Slope Calculator

Slope describes the steepness of a line. Use m = (y₂ − y₁)/(x₂ − x₁) = tan(θ) to relate coordinate changes to the line's angle of inclination.

Rise over runAngle and slope conversionCoordinate geometry

Slope fundamentals at a glance

Slope measures how quickly a line rises or falls as it moves horizontally. It is a cornerstone of analytic geometry and appears throughout physics, engineering, and data analysis.

Key ideas

  • Slope definition: Slope m quantifies the steepness or inclination of a line.

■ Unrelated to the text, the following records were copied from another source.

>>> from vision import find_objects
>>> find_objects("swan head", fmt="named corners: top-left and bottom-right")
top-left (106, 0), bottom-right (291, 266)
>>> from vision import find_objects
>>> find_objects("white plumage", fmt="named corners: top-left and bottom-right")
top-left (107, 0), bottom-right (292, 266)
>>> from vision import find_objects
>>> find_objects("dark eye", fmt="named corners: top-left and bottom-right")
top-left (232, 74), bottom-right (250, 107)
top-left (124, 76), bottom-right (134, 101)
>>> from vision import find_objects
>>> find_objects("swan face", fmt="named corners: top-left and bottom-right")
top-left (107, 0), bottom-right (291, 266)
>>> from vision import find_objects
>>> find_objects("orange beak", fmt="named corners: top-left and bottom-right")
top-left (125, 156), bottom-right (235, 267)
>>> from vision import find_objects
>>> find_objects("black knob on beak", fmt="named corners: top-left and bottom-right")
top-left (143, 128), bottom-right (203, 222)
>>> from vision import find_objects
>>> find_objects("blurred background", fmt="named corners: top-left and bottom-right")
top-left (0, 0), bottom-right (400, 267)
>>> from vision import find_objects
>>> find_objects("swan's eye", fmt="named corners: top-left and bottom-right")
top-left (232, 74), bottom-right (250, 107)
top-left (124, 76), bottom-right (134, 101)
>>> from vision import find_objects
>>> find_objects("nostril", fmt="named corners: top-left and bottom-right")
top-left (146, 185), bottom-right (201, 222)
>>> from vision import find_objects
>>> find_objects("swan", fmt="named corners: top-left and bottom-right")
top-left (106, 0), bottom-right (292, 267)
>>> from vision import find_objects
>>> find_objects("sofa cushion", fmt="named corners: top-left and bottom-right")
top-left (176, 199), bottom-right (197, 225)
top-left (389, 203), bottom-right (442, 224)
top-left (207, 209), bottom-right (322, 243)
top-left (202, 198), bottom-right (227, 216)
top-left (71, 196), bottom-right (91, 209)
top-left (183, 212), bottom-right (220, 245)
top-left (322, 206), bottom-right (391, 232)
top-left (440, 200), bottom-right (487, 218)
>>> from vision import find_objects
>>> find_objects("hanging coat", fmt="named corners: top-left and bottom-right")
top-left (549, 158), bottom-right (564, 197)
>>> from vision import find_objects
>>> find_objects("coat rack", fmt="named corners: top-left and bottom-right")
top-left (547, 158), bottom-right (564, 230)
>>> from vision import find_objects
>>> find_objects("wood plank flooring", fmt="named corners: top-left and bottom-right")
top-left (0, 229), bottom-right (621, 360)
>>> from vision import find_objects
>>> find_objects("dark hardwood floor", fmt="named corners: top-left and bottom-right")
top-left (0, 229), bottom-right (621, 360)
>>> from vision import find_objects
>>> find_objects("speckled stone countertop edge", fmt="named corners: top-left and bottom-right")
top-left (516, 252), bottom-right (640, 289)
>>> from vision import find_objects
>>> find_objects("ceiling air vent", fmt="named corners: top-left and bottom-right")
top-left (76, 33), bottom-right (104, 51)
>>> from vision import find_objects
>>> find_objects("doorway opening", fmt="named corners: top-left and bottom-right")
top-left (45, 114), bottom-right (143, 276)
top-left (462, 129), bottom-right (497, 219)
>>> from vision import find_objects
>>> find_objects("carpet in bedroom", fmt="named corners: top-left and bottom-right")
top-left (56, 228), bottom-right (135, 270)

Positive slopes rise as x increases, negative slopes fall, and a slope of zero corresponds to a perfectly horizontal line.
  • Formula meaning: The slope formula m = Δy / Δx compares vertical change (y₂ − y₁) to horizontal change (x₂ − x₁). It is often summarized as “rise over run”.
  • Angle of inclination θ: θ ranges from 0° to 180°. The relationship m = tan(θ) links slope to angle. At θ = 90° the line is vertical, Δx = 0, and slope is undefined because division by zero is not possible.
  • Distance along a line: When you know a starting point, slope (or angle), and a distance, the calculator produces both points located that distance away in opposite directions. Vertical lines shift only in y, while other lines move in both x and y according to the slope.
  • Practical significance: Slope expresses rates of change—such as velocity in physics or gradient on a hiking trail. For example, the points (0, 0) and (2, 4) yield m = 2, meaning y increases two units for every unit of x.